When the external oracle updates, the target weight of XYZ automatically adjusts to 52%, consistent with the changes in the value of the asset reserves.

Step #4b: XYZ Price Increases Marginally

External oracles capture significant movements in the prices of reserve assets and protect LPs from the vast majority of impermanent loss. However, in order to most precisely price reserve assets, our v2 pools also make sure to account for micro-changes in market sentiment. Each pool includes an internal price feed derived from the simple moving average (SMA) over the preceding ten minutes. On each update from the external oracle, the internal price feed re-anchors to the external oracle and the continuous SMA calculation restarts.

Consider the scenario below. After one minute and one conversion, the internal price feed and reserve target weights have adjusted slightly.

If, for example, no further trades are recorded in the following three minutes, which indicate the pool price does not reflect any deviation from market price, the internal price feed will have three more minutes of data and that information will be reflected in the pool price (Step D).

Step

Pool Ratio

Conversion

Internal Price Feed

XYZ Target Weight

BNT Target Weight

A

1XYZ:100BNT

-

-

50%

50%

B

1XYZ=>99.5BNT

C

1XYZ:99BNT

1XYZ:99.9BNT

49.98%

50.02%

D

1XYZ:99.66BNT

1XYZ:99.66BNT

49.94%

50.06%

Step #5: Dynamic Fees

The overarching goal for v2 pools is always to restore balance and parity between stake and current balance of each reserve token in the pool.

In certain instances, these two balances might drift away. Once the balance of the reserve token is drifting away, the conversion fee will incur a slight increase/discount to assist bringing the two balances closer together.
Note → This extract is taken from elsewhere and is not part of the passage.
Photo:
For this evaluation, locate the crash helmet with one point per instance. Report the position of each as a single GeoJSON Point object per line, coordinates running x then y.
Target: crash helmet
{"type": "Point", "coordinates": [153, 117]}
The Two Kinds of Arbitrage

By preventing arbitrage opportunities that lead to impermanent loss, Bancor v2 greatly improves the value proposition for liquidity providers. However, there is a second kind of arbitrage opportunity that must be available to assure the viability of a liquidity pool.

Recall that v2 pools aspire to always maintain the staked number of XYZ in reserve. If 100 XYZ have been staked by liquidity providers but only 95 are currently held, the pricing formula incentivizes the restoration of this balance by offering cheaper BNT-for-XYZ trades. This is the second kind of AMM arbitrage and it is an essential part of Bancor v2 pools. In order to return to 100 XYZ held in reserve, the pool pricing curve will offer a slightly better fill in the hopes that a trader will convert those 5 missing XYZ back into BNT and return the pool to balance.